A newer version of this documentation is available. Use the version menu above to view the most up-to-date release of the Greenplum 6.x documentation.
Reclusters tables that were previously clustered with CLUSTER.
clusterdb [connection-option ...] [--verbose | -v] [--table | -t table] [[--dbname | -d] dbname] clusterdb [connection-option ...] [--all | -a] [--verbose | -v] clusterdb -? | --help clusterdb -V | --version
To cluster a table means to physically reorder a table on disk according to an index so that index scan operations can access data on disk in a somewhat sequential order, thereby improving index seek performance for queries that use that index.
The clusterdb utility will find any tables in a database that have previously been clustered with the CLUSTER SQL command, and clusters them again on the same index that was last used. Tables that have never been clustered are not affected.
clusterdb is a wrapper around the SQL command CLUSTER. Although clustering a table in this way is supported in Greenplum Database, it is not recommended because the CLUSTER operation itself is extremely slow.
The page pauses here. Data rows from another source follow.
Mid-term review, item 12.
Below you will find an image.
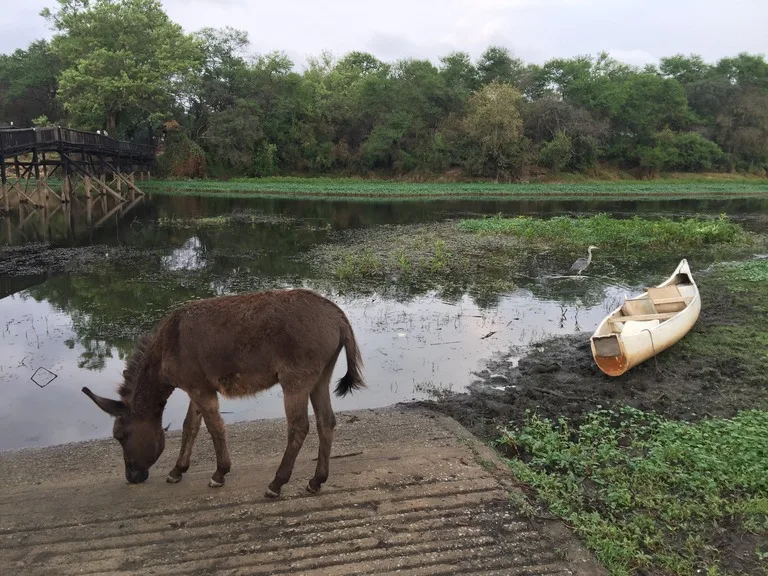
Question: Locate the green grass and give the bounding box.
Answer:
[141,177,768,200]
[459,214,748,249]
[157,212,293,229]
[500,408,768,575]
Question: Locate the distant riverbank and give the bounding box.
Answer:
[140,175,768,200]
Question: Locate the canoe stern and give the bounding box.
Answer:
[591,334,630,376]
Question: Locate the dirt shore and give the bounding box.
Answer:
[0,409,603,576]
[421,266,768,440]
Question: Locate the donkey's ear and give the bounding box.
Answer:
[83,387,128,416]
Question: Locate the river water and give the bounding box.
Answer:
[0,196,768,450]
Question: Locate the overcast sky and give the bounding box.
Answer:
[0,0,768,66]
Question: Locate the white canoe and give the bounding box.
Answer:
[590,260,701,376]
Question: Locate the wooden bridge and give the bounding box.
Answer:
[0,127,155,212]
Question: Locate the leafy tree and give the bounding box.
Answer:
[659,54,712,86]
[464,82,523,181]
[0,40,61,128]
[539,131,573,174]
[42,0,201,134]
[477,46,525,84]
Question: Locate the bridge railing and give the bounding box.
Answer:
[0,127,154,158]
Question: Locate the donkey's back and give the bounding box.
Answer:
[158,290,362,397]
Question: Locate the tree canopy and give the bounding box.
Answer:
[0,0,768,179]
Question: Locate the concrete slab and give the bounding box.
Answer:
[0,409,603,576]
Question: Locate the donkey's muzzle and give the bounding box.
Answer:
[125,468,149,484]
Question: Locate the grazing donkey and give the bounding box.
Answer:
[83,290,365,498]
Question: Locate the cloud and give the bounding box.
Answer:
[606,49,659,67]
[0,0,768,65]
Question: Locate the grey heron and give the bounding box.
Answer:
[569,246,597,274]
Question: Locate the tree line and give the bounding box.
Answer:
[0,0,768,180]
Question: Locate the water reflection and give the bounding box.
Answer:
[0,282,632,450]
[0,191,768,450]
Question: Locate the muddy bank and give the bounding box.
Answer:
[423,266,768,440]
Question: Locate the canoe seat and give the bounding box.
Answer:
[610,312,678,323]
[621,320,660,336]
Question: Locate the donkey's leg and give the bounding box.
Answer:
[264,385,309,498]
[166,400,203,484]
[307,364,336,494]
[195,392,232,488]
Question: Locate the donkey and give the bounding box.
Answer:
[83,289,365,498]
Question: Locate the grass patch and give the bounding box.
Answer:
[141,177,768,200]
[308,215,761,303]
[498,259,768,576]
[308,222,528,303]
[157,212,293,229]
[670,259,768,392]
[500,408,768,575]
[459,214,748,249]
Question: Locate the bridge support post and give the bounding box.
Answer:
[0,156,11,213]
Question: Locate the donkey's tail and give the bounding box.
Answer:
[335,317,365,396]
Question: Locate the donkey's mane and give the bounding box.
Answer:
[118,333,154,401]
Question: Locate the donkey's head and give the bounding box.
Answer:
[83,388,165,484]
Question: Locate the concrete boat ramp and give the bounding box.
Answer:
[0,409,603,576]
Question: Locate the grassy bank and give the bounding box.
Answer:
[502,408,768,575]
[500,260,768,576]
[141,177,768,200]
[311,215,760,300]
[459,214,747,249]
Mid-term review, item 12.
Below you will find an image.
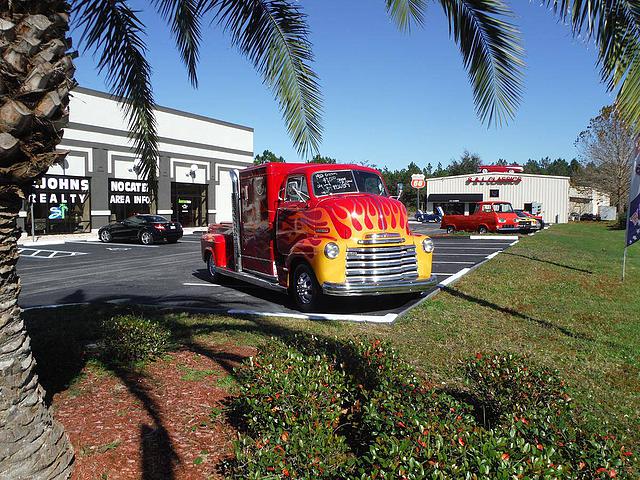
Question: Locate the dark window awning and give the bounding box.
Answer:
[427,193,482,203]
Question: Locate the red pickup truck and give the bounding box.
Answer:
[440,202,520,233]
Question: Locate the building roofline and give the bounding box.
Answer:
[426,172,571,182]
[73,87,253,133]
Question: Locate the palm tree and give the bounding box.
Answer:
[0,0,640,479]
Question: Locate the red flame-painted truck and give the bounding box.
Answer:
[201,163,436,311]
[440,202,521,233]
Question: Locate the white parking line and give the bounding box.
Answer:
[433,260,477,265]
[67,240,158,248]
[438,268,471,287]
[435,248,506,252]
[18,248,87,260]
[433,250,502,257]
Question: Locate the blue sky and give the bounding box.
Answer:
[71,0,614,168]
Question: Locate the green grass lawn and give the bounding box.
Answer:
[27,223,640,449]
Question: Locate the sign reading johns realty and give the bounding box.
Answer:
[109,179,151,205]
[30,175,90,204]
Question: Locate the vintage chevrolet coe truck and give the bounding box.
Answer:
[201,163,436,311]
[440,202,523,233]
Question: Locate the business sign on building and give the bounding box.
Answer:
[30,175,90,205]
[109,179,151,205]
[109,178,151,220]
[27,175,91,234]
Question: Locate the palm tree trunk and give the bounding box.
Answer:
[0,0,74,480]
[0,201,73,479]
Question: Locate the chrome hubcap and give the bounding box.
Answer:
[296,272,313,304]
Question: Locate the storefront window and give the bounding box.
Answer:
[171,182,207,227]
[25,175,91,235]
[109,178,151,221]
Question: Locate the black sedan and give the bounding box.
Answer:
[98,215,182,245]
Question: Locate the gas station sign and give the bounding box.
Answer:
[411,173,427,190]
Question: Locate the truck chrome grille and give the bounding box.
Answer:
[346,245,418,283]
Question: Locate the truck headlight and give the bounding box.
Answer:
[422,238,433,253]
[324,242,340,258]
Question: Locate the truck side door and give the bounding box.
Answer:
[240,175,273,275]
[276,175,309,255]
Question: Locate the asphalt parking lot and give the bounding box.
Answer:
[18,229,514,322]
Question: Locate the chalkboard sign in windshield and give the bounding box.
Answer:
[312,170,387,197]
[313,170,358,196]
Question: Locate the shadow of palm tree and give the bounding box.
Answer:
[442,287,594,341]
[502,252,593,275]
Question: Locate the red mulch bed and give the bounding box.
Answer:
[53,345,256,480]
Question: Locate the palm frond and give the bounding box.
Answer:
[74,0,158,186]
[386,0,426,31]
[546,0,640,135]
[205,0,322,158]
[440,0,524,125]
[154,0,202,87]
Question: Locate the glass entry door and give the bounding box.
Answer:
[171,182,207,227]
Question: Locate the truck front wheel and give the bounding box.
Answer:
[291,263,322,312]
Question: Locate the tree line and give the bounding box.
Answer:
[254,106,635,212]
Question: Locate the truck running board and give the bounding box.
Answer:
[216,268,287,294]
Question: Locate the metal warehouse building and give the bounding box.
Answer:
[426,173,569,223]
[20,88,253,235]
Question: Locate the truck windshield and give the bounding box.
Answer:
[493,203,513,213]
[311,170,387,197]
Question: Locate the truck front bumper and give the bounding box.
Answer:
[322,276,438,297]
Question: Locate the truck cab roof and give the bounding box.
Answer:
[243,162,379,175]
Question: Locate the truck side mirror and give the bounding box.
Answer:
[392,182,404,200]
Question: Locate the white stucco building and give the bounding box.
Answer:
[20,88,253,234]
[569,186,615,218]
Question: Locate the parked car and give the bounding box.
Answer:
[98,215,183,245]
[440,202,520,233]
[415,207,444,223]
[478,164,524,173]
[580,213,600,222]
[514,210,543,232]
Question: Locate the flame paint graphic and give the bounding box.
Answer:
[278,194,409,252]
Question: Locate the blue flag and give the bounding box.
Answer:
[627,150,640,246]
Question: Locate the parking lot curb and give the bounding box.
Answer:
[21,300,399,324]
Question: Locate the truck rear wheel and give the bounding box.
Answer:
[291,263,322,312]
[207,255,222,283]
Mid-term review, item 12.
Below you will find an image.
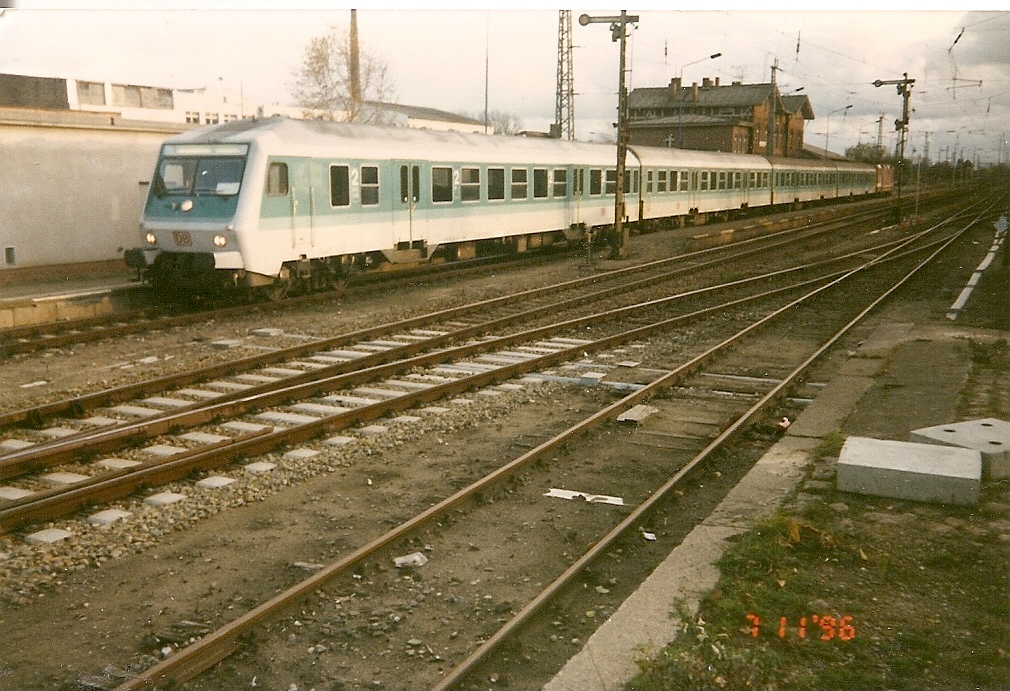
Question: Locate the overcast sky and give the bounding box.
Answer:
[0,0,1010,164]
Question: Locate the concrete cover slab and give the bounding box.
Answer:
[837,436,982,505]
[88,509,131,525]
[910,417,1010,480]
[38,473,88,485]
[143,492,186,506]
[196,475,234,489]
[24,528,74,545]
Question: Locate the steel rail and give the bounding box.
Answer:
[0,213,965,532]
[117,204,985,689]
[433,210,978,691]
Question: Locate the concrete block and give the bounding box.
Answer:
[143,492,186,506]
[242,461,277,475]
[837,436,982,505]
[910,417,1010,480]
[196,475,234,489]
[95,459,140,470]
[24,528,74,545]
[88,509,130,525]
[38,473,89,486]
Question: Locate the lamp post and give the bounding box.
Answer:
[579,10,638,259]
[824,103,852,159]
[677,53,722,149]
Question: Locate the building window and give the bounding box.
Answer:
[112,84,174,110]
[488,168,505,200]
[431,166,452,202]
[512,168,529,199]
[77,82,105,105]
[362,166,379,206]
[460,168,481,201]
[329,166,350,206]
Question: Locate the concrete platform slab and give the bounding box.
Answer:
[143,492,186,506]
[909,417,1010,480]
[88,509,132,525]
[95,459,140,470]
[24,528,74,545]
[242,461,277,475]
[196,475,234,489]
[837,436,982,505]
[38,473,89,486]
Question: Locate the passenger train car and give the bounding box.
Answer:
[126,117,886,295]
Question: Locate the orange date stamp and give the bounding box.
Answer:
[746,614,855,640]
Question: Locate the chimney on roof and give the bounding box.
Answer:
[668,77,681,101]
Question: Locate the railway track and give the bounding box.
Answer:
[90,202,989,688]
[0,195,917,358]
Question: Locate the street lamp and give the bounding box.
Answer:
[579,10,638,259]
[824,103,852,159]
[677,53,722,149]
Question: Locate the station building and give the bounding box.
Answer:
[628,77,814,158]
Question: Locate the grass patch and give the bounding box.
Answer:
[628,483,1010,689]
If you do need to order a table in this way to improve your query performance, use a CREATE TABLE AS statement to reorder the table on disk rather than using CLUSTER. If you do 'cluster' a table in this way, then clusterdb would not be relevant.
- -a | --all
- Cluster all databases.
- [-d] dbname | [--dbname=]dbname
- Specifies the name of the database to be clustered. If this is not specified, the database name is read from the environment variable PGDATABASE. If that is not set, the user name specified for the connection is used.
- -e | --echo
- Echo the commands that clusterdb generates and sends to the server.
- -q | --quiet
- Do not display a response.
- -t table | --table=table
- Cluster the named table only. Multiple tables can be clustered by writing multiple -t switches.
- -v | --verbose
- Print detailed information during processing.
- -V | --version
- Print the clusterdb version and exit.
- -? | --help
- Show help about clusterdb command line arguments, and exit.
- -h host | --host=host
- The host name of the machine on which the Greenplum master database server is running. If not specified, reads from the environment variable PGHOST or defaults to localhost.
- -p port | --port=port
- The TCP port on which the Greenplum master database server is listening for connections. If not specified, reads from the environment variable PGPORT or defaults to 5432.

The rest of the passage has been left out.